Do you know that while executing a 1031 exchange, you can acquire the replacement property first and then close on the sale of the relinquished property? Well, it’s called a Reverse Exchange. A reverse exchange is also a kind of 1031 exchange. The only difference is that it’s opposite to a normal 1031 exchange. Investors, pursuing reverse 1031 exchanges, need to acquire the replacement property before closing the sale of the relinquished property. Similarly, there are three other kinds of 1031 exchanges, which though provide the benefits of tax deferment, but are different from normal 1031 exchanges in one way or the other.
Delayed, Simultaneous, and Improved 1031 Exchanges also let you defer up to 100% capital gains tax.
- Delayed Exchange – A delayed exchange is a typical 1031 exchange that allows investors to defer capital gains taxes on exchanging like-kind properties. The first step of a delayed exchange requires investors to sell the relinquished property. The Qualified Intermediary holds the proceeds of the relinquished property and reinvests it on the replacement property. Once you got the proceeds from the sale of your old property, you get a deadline of 45 days for identifying potential replacement property that must be acquired within the 180 days of the exchange.
- Simultaneous Exchange – Simultaneous exchanges aren’t any more popular among real estate investors. The reason is obvious. In a simultaneous exchange, an investor is required to sell the relinquished property and acquire the replacement property at the same time. Since investors need to acquire the replacement property the day relinquished property is sold, they barely get a minute of respite.
- Improved or Built-to-suit Exchange – An improved exchange is a special kind of tax-deferred exchange that allows investors to repair the replacement property using the proceeds of the relinquished property. Another name for an improved exchange is ‘built-to-suit exchange.’ In an improved exchange, an investor can invest a portion of the proceeds on improving the replacement property. An improved exchange is possible in situations where the price of the replacement property is less than that of the relinquished property.
No matter how these forms of 1031 exchanges are different, they provide the same benefits. Similarly, the role of a Qualified Intermediary also remains the same in all these exchanges. For better understanding, let’s see the role of a Qualified Intermediary in a reverse exchange.
Role of a Qualified Intermediary in a Delayed Exchange
- The Qualified Intermediaries represent investors in reverse exchanges. Since section 1031 reverse exchanges require investors to purchase the replacement property first, your QI acquires the replacement property on your behalf.

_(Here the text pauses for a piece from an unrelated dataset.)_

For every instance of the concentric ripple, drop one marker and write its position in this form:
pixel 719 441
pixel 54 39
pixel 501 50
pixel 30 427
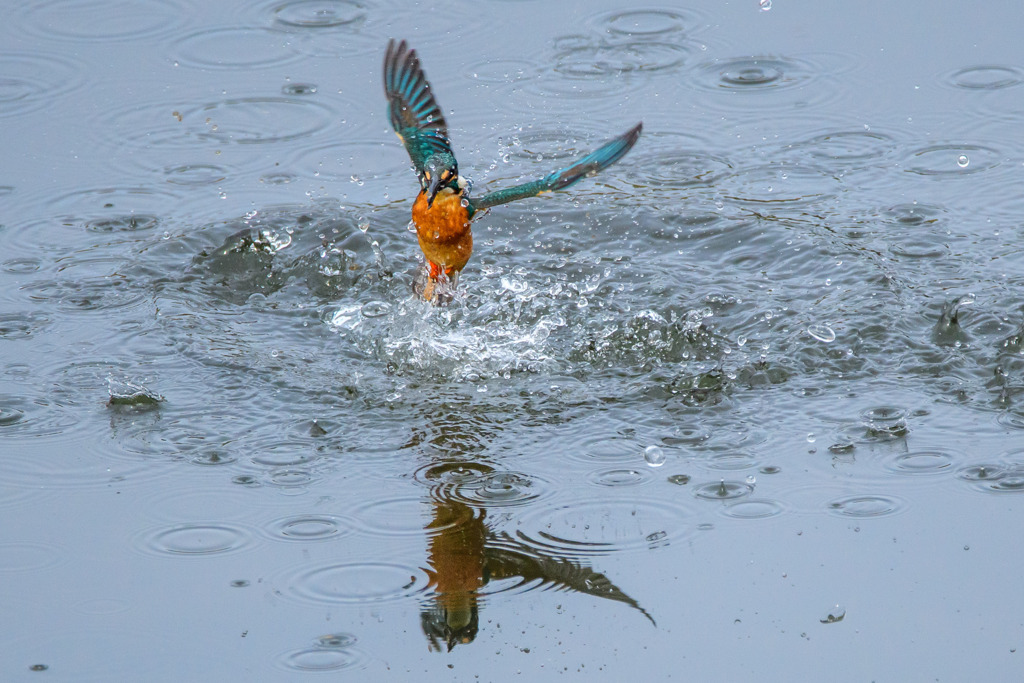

- Upon successfully acquiring the replacement property, the Qualified Intermediary looks for a buyer for the relinquished property.
- The Qualified Intermediary holds the title to the replacement property until the relinquished property is sold. Under no circumstances, an investor is allowed to hold the title of both properties (replacement and the relinquished one) together.
- Once you sell your old property, your Qualified Intermediary transfers the title of the replacement property to you and completes the exchange.
It has become evident that Qualified Intermediaries play a vital role in 1031 exchanges irrespective of what kind of 1031 exchange it is. Though a reverse exchange also provides the benefit of tax deferment, it shouldn’t be your first choice. After all, investing in replacement property prior to the sale of the relinquished property may put investors in great financial risk. That’s why investors don’t often consider reverse exchanges as their first choice.
Another risk associated with a reverse exchange is the possibility of not finding a potential buyer for your old property within a limited time. Such risks aren’t rare in reverse exchanges. That’s why it’s better to go for a delayed 1031 exchange rather than opting for a reverse exchange.